Алина подошла ближе и присмотрелась. Да, ничего не изменилось: записка все так же плотно всунута ровно на том же месте, где была два дня назад. Алина вытянула листок из щели: никаких следов того, что бумагу разворачивали, а потом сложили обратно — ни лишних складок, ни заломов. Написанные от руки слова неразборчиво темнели во мраке.
Алина немного постояла в безмолвной темноте, держа в руке листок и думая, стоит ли дописывать номер своего телефона. Потом посмотрела на дверь и несколько раз сильно, отчетливо постучала костяшками пальцев по деревянному полотну. Стук гулко отозвался в пустынных пространствах закрытой квартиры. Алина скомкала записку, сжала кулак и ударила снова, еще и еще. Эхо как грохот больших барабанов покатилось по лестнице вниз. Дверь затряслась, протестующе лязгнув замком. Алина опустила загудевший от боли кулак и врезала ногой так, что дрогнули старые стены и стекла в расшатанных рамах.
— Никого нет дома.
Алина резко развернулась.
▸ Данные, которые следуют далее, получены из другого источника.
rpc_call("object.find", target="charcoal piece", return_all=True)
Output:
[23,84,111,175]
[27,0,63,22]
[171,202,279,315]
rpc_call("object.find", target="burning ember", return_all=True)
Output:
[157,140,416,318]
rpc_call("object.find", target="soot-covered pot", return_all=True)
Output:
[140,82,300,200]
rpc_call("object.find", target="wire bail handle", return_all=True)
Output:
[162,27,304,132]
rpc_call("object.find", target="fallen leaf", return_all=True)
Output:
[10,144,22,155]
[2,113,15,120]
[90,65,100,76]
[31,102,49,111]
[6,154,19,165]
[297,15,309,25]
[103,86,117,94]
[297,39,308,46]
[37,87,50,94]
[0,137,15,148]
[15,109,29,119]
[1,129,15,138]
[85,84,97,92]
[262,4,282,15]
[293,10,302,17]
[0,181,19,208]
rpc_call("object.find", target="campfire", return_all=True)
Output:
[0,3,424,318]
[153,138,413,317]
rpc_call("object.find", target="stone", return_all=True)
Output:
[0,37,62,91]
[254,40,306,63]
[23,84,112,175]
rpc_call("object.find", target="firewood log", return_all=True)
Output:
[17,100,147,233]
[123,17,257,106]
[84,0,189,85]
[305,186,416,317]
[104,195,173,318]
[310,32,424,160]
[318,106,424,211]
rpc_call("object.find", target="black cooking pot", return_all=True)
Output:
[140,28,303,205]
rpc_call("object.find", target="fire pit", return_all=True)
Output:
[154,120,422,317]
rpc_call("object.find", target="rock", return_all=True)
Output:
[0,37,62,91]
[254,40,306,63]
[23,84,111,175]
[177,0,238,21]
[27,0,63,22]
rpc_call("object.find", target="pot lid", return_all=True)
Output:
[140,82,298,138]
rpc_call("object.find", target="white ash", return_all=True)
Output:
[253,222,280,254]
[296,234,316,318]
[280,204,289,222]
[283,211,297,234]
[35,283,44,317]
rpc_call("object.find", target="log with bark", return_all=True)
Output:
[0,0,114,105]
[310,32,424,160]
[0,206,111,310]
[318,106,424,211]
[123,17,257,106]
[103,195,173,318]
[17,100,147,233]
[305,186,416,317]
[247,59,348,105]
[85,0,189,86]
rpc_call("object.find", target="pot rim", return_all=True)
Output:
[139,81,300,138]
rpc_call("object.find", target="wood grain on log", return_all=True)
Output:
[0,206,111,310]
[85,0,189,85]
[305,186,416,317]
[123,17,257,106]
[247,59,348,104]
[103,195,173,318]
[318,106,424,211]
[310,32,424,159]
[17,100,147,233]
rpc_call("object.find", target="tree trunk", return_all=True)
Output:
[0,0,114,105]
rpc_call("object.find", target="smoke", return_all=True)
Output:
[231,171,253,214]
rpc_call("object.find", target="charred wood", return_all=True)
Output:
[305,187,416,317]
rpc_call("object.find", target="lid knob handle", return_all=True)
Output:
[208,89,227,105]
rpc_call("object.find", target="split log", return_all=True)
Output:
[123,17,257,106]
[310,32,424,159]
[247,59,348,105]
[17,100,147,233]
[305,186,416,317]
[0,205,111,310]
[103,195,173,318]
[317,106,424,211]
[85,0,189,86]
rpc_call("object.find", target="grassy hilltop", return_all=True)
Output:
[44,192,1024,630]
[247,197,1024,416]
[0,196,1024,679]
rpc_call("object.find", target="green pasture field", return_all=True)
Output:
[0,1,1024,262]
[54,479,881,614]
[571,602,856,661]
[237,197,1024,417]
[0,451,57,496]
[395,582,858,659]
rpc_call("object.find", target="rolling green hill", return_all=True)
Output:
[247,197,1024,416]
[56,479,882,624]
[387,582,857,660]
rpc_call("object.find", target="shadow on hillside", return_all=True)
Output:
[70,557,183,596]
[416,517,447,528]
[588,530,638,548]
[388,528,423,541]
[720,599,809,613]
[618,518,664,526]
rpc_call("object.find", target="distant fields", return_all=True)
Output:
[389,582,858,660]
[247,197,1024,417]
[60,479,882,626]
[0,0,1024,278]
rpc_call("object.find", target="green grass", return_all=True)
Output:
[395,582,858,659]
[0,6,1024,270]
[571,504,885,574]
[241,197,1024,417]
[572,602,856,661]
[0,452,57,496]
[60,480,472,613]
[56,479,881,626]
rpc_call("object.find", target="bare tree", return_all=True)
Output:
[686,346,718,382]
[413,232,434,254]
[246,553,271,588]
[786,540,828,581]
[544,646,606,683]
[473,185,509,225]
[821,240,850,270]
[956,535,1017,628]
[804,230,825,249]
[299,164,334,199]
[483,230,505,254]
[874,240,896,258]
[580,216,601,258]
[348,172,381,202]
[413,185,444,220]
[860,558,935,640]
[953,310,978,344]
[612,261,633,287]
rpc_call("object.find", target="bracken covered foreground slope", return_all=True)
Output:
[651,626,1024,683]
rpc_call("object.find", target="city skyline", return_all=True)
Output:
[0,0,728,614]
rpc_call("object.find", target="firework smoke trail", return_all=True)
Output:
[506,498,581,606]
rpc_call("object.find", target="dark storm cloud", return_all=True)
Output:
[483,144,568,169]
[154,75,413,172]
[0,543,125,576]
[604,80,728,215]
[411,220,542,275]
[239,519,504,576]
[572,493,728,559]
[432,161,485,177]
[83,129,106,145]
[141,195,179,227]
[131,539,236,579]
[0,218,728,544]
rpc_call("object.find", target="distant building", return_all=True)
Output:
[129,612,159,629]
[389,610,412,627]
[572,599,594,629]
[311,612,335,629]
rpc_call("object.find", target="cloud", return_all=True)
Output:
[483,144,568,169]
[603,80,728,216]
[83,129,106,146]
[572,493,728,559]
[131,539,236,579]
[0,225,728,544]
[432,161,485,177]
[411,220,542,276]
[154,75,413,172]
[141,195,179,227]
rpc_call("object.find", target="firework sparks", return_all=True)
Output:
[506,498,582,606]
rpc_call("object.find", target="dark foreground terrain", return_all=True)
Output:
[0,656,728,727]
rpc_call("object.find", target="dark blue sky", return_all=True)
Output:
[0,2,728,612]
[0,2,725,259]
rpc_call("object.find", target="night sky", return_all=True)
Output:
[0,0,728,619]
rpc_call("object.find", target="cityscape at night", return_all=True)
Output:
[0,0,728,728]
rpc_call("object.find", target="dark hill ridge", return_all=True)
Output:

У подножия лестницы, в синеватом ночном свете, стояла старуха, ветхая и древняя, как здешние оконные переплеты. Казалось, что с нее даже осыпалась чешуйками краска, оставляя пятна, похожие на следы разложения. Жидкие седые космы сухими водорослями свисали с желтого, как сыр, черепа. Старуха уставилась на Алину тусклыми бельмами глаз и повторила:
— Никого нет дома.
Голос был дребезжащим и мертвым, как если бы его записали на жестяной пластинке и проигрывали на патефоне с медной иглой.
— Спасибо, — ответила Алина и почти не услышала собственных слов за гулкими ударами сердца. — Я так и поняла. Уже ухожу.
Она осторожно спустилась на несколько ступеней и остановилась: проходить мимо старухи почему-то очень не хотелось. Та стояла неподвижно и не сводила с Алины мертвенно-голубого взгляда. Пахло лекарствами и застарелой мочой.
Алина ступила еще несколько шагов, быстро, как школьница, проскользнула мимо старухи и торопливо, почти бегом, стала спускаться ниже.
— Никого нет дома! — проскрежетала ей вслед жестяная пластинка. — Никого нет дома!
Алина выскочила из дома, с облегчением вдохнув влажный воздух. Она подошла к своей машине, постояла минуту, переводя дыхание, потом села за руль, вынула телефон и набрала номер.
— Семен, привет! Можешь завтра найти для меня немного времени?
Глава 5
Обычно рядом с очередной записью в дневнике ставят и соответствующую ей дату. Но месяц назад я еще не вел дневник, а если уж взялся сейчас рассказывать все по порядку, то нужно написать и о предшествующих событиях, правдиво и без прикрас. Это очень важно: я не хочу, чтобы в моей истории оставалось место умалчиванию и не буду кривить душой перед теми, кто, возможно, когда-нибудь прочитает эти строки.
Итак, 25 февраля. Первый акт инквизиции. Первый настоящий бой в войне, на которую я был призван.
Про обстоятельства самого призвания я расскажу чуть позже. Мне еще нужно привыкнуть к Вам, как к собеседнику, пусть даже Вы и существуете пока в весьма гипотетическом будущем. Знаете, при начале знакомства ведь не каждый готов сразу выворачивать душу наизнанку, доверие — это процесс. Но расскажу обязательно.
За три недели до этого у меня были только второпях записанный на клочке бумаги номер телефона, имя — скорее всего, вымышленное, и твердая уверенность, нет, больше — знание, что носительница этого имени является ведьмой. Кроме того, мне был известен род ее занятий. Удивительно, но она и работала — если это можно назвать работой — то ли ведуньей, то ли знахаркой, то ли, как принято сейчас это называть, специалистом по белой магии и биоэнергетике. Воистину, такое возможно только в нынешнее безумное время: открыто признаться в колдовстве и не получить вилами в бок или не отправиться на костер. Огромное достижение просвещенного техническим прогрессом человечества.
А еще у меня были вопросы, много, много вопросов. Попробуйте как-нибудь на досуге спланировать похищение и казнь человека, да так, чтобы потом не попасться в руки тех самых властей — и вы увидите, как список требующих разрешения затруднений будет расти с быстротой скороспелых романов нынешних беллетристов.